Italy’s struggling Carige in talks to break bond impasse

- Stefano Bernabei and Valentina Za

THE administra­tors in charge of Italy’s Banca Carige are due to meet the heads of the fund that has propped up the troubled lender as the parties look to resolve an impasse standing in the way of the bank’s rescue.

The European Central Bank (ECB) last week selected three commission­ers to try to save the Genoa-based bank after the Malacalza family, Carige’s biggest stakeholde­r, blocked a share issue that was part of an industry-financed scheme to stave off a collapse.

Italy’s FITD depositors protection fund bought a €320m hybrid bond late last year to help Carige to reach a required total capital threshold.

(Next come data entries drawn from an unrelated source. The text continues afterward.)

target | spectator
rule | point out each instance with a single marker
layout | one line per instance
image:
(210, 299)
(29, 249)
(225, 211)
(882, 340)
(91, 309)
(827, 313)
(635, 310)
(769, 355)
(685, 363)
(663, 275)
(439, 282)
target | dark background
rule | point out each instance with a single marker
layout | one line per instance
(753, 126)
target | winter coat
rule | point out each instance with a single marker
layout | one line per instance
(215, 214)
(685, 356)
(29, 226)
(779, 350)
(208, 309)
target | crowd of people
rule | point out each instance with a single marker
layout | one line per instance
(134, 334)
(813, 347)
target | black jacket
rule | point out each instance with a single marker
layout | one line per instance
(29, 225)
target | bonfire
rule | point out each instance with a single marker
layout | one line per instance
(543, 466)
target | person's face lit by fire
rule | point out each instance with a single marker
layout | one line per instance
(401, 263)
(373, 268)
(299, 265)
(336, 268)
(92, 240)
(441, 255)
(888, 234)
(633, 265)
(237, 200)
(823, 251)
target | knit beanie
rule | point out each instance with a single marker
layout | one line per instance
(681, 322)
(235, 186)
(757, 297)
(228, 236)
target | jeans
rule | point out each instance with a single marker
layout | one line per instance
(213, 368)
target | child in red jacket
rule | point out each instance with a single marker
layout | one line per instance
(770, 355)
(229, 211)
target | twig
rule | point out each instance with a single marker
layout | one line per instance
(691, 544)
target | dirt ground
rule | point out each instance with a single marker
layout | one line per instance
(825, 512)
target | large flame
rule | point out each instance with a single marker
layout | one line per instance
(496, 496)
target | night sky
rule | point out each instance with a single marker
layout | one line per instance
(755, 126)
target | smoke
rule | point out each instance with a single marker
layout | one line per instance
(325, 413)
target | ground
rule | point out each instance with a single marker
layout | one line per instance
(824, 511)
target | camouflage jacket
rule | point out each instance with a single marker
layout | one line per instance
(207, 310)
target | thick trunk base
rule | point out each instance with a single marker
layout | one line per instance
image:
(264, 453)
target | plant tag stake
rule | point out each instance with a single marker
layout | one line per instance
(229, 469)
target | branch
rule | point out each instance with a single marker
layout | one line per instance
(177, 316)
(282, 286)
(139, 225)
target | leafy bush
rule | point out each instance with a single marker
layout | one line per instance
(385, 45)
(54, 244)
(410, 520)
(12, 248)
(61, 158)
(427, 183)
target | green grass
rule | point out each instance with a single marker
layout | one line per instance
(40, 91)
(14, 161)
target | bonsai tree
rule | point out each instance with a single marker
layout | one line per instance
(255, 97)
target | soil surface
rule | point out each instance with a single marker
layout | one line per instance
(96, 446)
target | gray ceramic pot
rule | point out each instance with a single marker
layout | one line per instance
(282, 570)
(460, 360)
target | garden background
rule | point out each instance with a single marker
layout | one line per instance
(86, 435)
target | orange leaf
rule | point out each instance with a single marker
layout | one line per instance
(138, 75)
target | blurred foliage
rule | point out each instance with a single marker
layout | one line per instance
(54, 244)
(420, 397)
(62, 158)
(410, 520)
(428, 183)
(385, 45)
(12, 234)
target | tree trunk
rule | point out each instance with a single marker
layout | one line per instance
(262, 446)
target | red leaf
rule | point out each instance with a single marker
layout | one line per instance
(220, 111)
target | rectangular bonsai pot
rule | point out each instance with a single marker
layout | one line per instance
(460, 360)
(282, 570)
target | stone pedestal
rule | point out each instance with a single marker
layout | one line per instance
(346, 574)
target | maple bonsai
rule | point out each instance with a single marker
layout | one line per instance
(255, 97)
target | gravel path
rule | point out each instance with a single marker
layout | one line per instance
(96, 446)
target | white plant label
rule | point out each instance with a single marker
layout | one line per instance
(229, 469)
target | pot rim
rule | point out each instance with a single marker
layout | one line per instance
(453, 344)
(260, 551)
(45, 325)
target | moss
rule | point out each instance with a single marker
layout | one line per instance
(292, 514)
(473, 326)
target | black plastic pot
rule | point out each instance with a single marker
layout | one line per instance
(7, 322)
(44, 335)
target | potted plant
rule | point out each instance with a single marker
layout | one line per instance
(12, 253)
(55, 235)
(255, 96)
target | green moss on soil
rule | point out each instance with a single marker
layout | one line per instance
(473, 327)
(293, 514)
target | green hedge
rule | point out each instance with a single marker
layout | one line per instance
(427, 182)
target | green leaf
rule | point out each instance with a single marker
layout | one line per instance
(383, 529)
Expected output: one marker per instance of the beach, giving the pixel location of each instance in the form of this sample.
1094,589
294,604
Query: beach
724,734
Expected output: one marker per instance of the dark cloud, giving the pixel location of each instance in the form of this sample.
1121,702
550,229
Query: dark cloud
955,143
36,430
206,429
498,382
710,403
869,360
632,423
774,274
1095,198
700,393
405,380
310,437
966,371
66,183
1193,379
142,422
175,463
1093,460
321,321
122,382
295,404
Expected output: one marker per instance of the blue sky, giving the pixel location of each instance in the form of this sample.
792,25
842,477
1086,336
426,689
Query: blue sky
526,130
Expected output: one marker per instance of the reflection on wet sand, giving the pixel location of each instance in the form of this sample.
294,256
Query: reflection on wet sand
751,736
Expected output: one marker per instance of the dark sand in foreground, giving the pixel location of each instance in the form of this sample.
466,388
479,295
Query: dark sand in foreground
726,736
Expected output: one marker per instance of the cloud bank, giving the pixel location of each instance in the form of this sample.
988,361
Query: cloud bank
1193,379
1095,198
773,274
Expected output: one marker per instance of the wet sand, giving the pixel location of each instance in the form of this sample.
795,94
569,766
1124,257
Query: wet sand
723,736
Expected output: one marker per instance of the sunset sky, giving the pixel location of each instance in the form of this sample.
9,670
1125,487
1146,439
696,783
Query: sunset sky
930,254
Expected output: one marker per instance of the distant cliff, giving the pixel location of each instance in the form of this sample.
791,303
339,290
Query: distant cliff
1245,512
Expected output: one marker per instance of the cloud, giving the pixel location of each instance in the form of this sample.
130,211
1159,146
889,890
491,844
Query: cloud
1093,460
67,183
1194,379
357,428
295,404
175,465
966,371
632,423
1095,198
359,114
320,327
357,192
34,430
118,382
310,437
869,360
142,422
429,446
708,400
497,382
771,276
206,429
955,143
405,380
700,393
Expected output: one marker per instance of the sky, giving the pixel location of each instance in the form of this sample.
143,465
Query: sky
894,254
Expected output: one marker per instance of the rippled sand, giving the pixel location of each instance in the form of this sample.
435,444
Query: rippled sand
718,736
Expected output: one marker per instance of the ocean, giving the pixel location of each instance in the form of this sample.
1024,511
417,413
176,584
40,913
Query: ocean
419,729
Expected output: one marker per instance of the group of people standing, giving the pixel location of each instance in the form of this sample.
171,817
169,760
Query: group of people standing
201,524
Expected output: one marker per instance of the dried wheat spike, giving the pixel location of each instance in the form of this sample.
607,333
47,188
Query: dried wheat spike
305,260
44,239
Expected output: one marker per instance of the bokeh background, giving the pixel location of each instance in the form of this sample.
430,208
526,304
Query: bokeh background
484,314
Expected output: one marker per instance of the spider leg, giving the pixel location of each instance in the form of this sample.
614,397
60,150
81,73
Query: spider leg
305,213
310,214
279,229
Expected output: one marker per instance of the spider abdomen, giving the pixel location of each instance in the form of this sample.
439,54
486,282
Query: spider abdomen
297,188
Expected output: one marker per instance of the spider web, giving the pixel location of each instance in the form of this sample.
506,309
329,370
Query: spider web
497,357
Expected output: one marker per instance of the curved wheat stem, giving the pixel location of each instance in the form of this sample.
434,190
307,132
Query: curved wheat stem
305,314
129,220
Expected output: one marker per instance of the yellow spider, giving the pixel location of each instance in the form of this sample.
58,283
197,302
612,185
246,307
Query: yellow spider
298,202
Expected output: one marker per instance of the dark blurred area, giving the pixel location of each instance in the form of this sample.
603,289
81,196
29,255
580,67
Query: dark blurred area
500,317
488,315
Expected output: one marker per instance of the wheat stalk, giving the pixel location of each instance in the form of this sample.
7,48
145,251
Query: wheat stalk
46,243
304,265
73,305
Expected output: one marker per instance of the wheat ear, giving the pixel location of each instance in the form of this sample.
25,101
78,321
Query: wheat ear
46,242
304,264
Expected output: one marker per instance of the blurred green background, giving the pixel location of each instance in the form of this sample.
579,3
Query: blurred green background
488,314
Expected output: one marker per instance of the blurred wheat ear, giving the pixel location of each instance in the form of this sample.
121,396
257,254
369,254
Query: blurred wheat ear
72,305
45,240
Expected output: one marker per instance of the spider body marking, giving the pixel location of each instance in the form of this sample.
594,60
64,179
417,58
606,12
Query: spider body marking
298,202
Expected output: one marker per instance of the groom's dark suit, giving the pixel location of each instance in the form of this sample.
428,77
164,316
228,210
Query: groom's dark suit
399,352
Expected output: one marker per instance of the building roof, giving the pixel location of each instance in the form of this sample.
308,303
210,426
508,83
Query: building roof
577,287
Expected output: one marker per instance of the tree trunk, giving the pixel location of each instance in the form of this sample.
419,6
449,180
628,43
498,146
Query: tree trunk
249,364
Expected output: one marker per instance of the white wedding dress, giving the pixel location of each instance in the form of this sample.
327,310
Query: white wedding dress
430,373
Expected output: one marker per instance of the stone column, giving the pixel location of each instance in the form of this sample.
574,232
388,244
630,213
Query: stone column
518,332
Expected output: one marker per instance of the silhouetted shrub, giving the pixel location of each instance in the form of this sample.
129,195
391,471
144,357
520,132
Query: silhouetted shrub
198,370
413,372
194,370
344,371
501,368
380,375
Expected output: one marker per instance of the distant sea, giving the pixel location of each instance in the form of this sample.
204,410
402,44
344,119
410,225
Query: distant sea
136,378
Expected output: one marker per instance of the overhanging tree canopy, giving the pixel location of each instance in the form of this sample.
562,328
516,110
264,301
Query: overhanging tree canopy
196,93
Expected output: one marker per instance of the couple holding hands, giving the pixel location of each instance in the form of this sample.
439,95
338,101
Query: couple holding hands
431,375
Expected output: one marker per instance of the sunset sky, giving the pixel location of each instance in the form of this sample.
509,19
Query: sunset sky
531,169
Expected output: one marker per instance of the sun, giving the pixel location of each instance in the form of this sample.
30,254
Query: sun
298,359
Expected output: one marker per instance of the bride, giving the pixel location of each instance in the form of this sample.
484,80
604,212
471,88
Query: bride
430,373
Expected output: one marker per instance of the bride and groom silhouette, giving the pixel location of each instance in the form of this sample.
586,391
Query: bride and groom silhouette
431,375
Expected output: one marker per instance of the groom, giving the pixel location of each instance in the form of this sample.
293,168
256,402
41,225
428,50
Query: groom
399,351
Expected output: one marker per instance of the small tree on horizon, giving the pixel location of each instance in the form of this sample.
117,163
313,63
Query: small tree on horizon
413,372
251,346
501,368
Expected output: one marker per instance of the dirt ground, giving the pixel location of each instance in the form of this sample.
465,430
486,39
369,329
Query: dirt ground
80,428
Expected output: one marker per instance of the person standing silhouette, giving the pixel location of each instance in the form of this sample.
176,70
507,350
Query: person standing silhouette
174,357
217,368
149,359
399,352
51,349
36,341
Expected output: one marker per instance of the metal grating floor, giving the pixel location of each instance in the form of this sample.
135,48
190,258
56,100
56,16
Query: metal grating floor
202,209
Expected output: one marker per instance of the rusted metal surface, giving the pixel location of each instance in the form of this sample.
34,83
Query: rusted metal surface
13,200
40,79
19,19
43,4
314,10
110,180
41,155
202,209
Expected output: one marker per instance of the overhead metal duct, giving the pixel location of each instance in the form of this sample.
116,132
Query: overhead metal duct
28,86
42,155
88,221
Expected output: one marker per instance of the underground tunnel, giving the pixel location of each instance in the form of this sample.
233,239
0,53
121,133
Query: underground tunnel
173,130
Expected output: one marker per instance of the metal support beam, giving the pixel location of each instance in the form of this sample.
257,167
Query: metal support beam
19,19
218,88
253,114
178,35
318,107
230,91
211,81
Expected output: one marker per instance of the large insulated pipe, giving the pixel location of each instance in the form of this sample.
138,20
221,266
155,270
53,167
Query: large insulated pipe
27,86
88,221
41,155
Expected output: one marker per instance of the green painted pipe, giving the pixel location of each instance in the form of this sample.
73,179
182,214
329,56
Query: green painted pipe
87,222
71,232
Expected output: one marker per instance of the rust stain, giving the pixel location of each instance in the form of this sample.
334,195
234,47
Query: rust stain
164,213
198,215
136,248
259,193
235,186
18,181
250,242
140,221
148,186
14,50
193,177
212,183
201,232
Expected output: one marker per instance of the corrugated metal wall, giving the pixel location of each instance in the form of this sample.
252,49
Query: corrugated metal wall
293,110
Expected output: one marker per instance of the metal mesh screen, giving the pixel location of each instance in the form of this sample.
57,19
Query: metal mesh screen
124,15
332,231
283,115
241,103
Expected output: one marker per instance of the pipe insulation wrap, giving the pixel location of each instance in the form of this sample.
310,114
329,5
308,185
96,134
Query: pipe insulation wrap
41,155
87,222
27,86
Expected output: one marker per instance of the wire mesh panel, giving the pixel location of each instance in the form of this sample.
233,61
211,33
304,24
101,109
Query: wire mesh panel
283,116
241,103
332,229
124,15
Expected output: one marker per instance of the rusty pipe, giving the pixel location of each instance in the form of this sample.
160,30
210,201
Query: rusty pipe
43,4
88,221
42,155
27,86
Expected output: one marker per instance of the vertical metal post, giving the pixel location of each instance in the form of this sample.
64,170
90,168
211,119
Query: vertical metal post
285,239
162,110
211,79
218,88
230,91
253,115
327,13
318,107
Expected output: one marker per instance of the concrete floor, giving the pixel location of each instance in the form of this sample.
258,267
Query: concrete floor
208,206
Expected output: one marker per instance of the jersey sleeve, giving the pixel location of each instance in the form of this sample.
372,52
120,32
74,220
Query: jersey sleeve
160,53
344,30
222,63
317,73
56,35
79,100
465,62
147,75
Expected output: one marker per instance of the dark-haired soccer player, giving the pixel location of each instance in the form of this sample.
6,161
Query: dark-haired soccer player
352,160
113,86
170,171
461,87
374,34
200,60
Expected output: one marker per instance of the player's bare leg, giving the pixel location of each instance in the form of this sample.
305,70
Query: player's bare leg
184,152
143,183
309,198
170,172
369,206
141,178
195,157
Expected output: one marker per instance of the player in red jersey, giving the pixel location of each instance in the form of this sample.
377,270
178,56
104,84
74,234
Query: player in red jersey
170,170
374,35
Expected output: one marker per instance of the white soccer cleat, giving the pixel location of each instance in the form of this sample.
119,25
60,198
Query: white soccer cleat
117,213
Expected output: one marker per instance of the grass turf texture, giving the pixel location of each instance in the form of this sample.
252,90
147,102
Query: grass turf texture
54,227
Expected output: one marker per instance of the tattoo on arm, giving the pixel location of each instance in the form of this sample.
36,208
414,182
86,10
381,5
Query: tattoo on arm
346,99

Carige, however, failed to gain shareholde­r backing for an up to €400m new share issue that would have been guaranteed by the bond’s conversion into equity.

A person familiar with the matter said the meeting was to take place yesterday and the possibilit­y of lowering the bond’s interest payments would be discussed.

Carige’s failure to approve the capital increase triggered a stepping up of the coupon to 16pc from 13pc.

That represents €51m in annual interest, further stretching the loss-making bank’s finances.

The fund’s contributo­rs are other Italian lenders that came to Carige’s rescue at a time when the sector is under pressure from slowing economic growth and rising borrowing costs under the country’s recently elected Euroscepti­c government.

Carige or supervisor­y authoritie­s can decide to convert the bond into equity if the bank’s core capital falls below minimum requiremen­ts, a document on Carige website shows. The bank’s capital ratio stood at 10.8pc at the end of September – above an ECB minimum threshold of 9.63pc, though the ECB will soon set a new threshold for Carige for this year.

Raffaele Lener, one of the three commission­ers running Carige, said in a newspaper interview published yesterday that the bank had to negotiate “a different solution” with the fund given the current situation with the bond.